Fin cita exemplos de produtores que chegaram a financiar o seu investimento, já estava vencida a primeira prestação e ainda não havia sido solucionado o problema da energia elétrica. São casos de investimentos em suínos, aves e agroindústrias familiares, onde alguns construíram as estruturas e adquiriram os equipamentos e, no momento de ligar, eles simplesmente não funcionaram. “Temos situações atuais onde jovens optaram por serem produtores e ficaram numa situação difícil, porque fizeram o investimento para dar aquele salto em ganho e não conseguem ver a unidade funcionando, porque a energia elétrica atual não é suficiente”, destacou.

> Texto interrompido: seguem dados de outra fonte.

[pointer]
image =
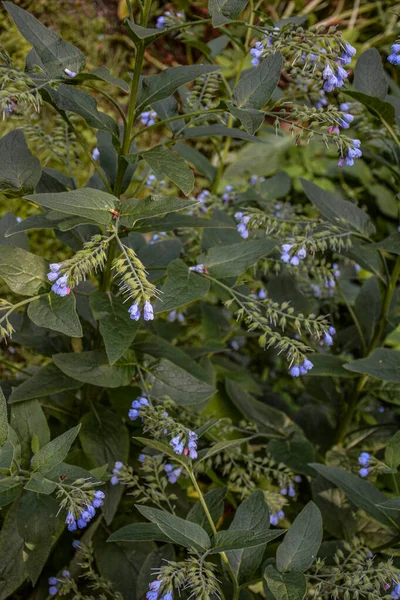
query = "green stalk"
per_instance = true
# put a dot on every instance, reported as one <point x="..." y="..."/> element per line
<point x="214" y="530"/>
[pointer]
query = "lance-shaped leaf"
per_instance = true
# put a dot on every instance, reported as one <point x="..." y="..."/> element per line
<point x="23" y="272"/>
<point x="158" y="87"/>
<point x="299" y="549"/>
<point x="20" y="171"/>
<point x="223" y="11"/>
<point x="178" y="530"/>
<point x="86" y="202"/>
<point x="55" y="53"/>
<point x="56" y="313"/>
<point x="167" y="164"/>
<point x="256" y="86"/>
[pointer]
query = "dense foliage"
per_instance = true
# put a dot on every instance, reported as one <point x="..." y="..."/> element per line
<point x="200" y="314"/>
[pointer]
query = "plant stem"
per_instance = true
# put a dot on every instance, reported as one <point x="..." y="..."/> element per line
<point x="214" y="530"/>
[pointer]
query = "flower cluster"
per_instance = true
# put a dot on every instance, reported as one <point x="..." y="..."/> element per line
<point x="243" y="222"/>
<point x="364" y="461"/>
<point x="294" y="258"/>
<point x="80" y="513"/>
<point x="60" y="287"/>
<point x="148" y="118"/>
<point x="173" y="473"/>
<point x="137" y="406"/>
<point x="394" y="57"/>
<point x="135" y="313"/>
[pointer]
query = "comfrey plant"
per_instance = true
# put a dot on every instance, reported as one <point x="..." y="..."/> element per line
<point x="199" y="364"/>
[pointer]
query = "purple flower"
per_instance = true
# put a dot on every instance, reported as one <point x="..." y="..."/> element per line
<point x="148" y="313"/>
<point x="134" y="311"/>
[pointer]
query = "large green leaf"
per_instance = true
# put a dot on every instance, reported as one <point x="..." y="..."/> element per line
<point x="93" y="367"/>
<point x="56" y="313"/>
<point x="362" y="493"/>
<point x="300" y="546"/>
<point x="23" y="272"/>
<point x="48" y="380"/>
<point x="252" y="515"/>
<point x="338" y="211"/>
<point x="55" y="54"/>
<point x="54" y="452"/>
<point x="19" y="169"/>
<point x="86" y="202"/>
<point x="178" y="530"/>
<point x="369" y="75"/>
<point x="158" y="87"/>
<point x="167" y="164"/>
<point x="285" y="586"/>
<point x="223" y="11"/>
<point x="70" y="99"/>
<point x="115" y="325"/>
<point x="382" y="363"/>
<point x="256" y="86"/>
<point x="233" y="260"/>
<point x="181" y="287"/>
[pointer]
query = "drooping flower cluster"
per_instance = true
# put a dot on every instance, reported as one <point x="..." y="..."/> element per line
<point x="148" y="118"/>
<point x="60" y="287"/>
<point x="82" y="509"/>
<point x="394" y="57"/>
<point x="242" y="226"/>
<point x="364" y="461"/>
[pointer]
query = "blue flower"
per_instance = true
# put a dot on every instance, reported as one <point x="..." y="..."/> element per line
<point x="134" y="311"/>
<point x="148" y="313"/>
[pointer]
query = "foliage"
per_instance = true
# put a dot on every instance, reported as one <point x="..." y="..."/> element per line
<point x="200" y="376"/>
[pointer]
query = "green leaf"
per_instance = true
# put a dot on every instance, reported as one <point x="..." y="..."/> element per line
<point x="229" y="540"/>
<point x="19" y="169"/>
<point x="139" y="532"/>
<point x="30" y="424"/>
<point x="223" y="11"/>
<point x="181" y="287"/>
<point x="197" y="159"/>
<point x="167" y="164"/>
<point x="178" y="530"/>
<point x="285" y="586"/>
<point x="48" y="380"/>
<point x="362" y="493"/>
<point x="86" y="202"/>
<point x="56" y="313"/>
<point x="327" y="365"/>
<point x="338" y="211"/>
<point x="23" y="272"/>
<point x="221" y="446"/>
<point x="3" y="419"/>
<point x="93" y="367"/>
<point x="70" y="99"/>
<point x="378" y="108"/>
<point x="252" y="515"/>
<point x="250" y="118"/>
<point x="369" y="75"/>
<point x="40" y="485"/>
<point x="233" y="260"/>
<point x="158" y="87"/>
<point x="104" y="438"/>
<point x="392" y="452"/>
<point x="382" y="363"/>
<point x="180" y="385"/>
<point x="215" y="504"/>
<point x="134" y="209"/>
<point x="55" y="54"/>
<point x="54" y="452"/>
<point x="218" y="131"/>
<point x="256" y="86"/>
<point x="116" y="327"/>
<point x="300" y="546"/>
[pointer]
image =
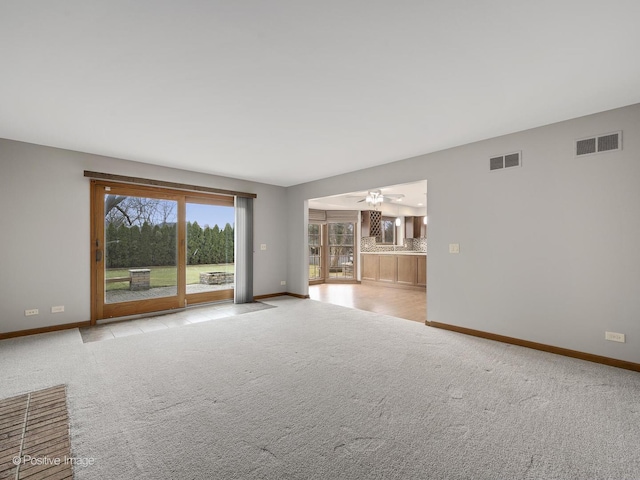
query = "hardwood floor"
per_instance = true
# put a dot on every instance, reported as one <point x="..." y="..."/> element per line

Temporais deixam produtores às escuras
A precariedade dos postes e fios condutores de energia por causa da falta de limpeza, manutenção e substituição, a cada temporal, deixa os produtores preocupados. Isso ocorre porque na maioria das vezes, eles ficam sem luz durante diversos dias por conta dos danos provocados pelo temporal na rede. “Como muitos postes são bem antigos, estão localizados no meio do mato e, sem limpeza, os ventos fortes os derrubam e arrebentam os fios. A consequência é a falta de energia por diversos dias”, observa o produtor rural e empresário Arsélio Renz, morador de Linha Sexto Regimento. Ele acrescenta que mesmo os consumidores avisando a concessionária, a RGE Sul demora para resolver as situações.
Renz é proprietário de um posto de combustíveis em Vila Deodoro, e conta que em cada ocorrência de temporal, ouve as queixas dos produtores, principalmente das localidades onde a rede ainda é monofásica. “O problema seria amenizado se a concessionária deslocasse os postes do meio da mata e das lavouras para a beira das estradas e instalasse postes novos. Isso evita que eles sejam derrubados em ocorrência de um temporal”, comenta. Apesar de ainda existir muita demora para a resolução dos problemas, Renz afirma que a situação melhorou depois que a RGE Sul assumiu a distribuição em Venâncio Aires.
De acordo com ele, é comum ver as equipes realizando a limpeza, manutenção e troca dos postes de madeira por postes de concreto e de fibra. “Porém, pelo que os técnicos nos comentaram, a empresa precisa de autorização do Departamento Autônomo de Estradas de Rodagem, o Daer, para retirar a rede que cruza pelas lavouras e pelos matos”, lembra.
O que diz a RGE Sul A Folha do Mate entrou em contato com a RGE Sul, responsável pela distribuição de energia em Venâncio Aires. De acordo com a concessionária, a transformação de redes monofásicas para trifásicas, na maioria dos casos, envolve execução de obras. As redes monofásicas são compostas de dois condutores (fios), enquanto a rede trifásica tem quatro condutores (três fases e um neutro). Além disso, os demais componentes da rede precisam ser trocados. As redes trifásicas são necessárias para clientes que possuem motores trifásicos ou se a carga total de suas instalações exigirem.
A execução dessas obras, conforme determina a regulação do setor elétrico (Resolução 414/2010 da Aneel – Agência Nacional de Energia Elétrica), é custeada pelas concessionárias de energia e pelos clientes interessados. Por exemplo, se a carga for superior a 50 kW e/ou houver a necessidade de complementação de fases na rede de média tensão, a distribuidora calculará a participação financeira do cliente na obra. Podem ocorrer situações em que o cliente não precisará pagar nada, mas os casos têm que ser analisados individualmente.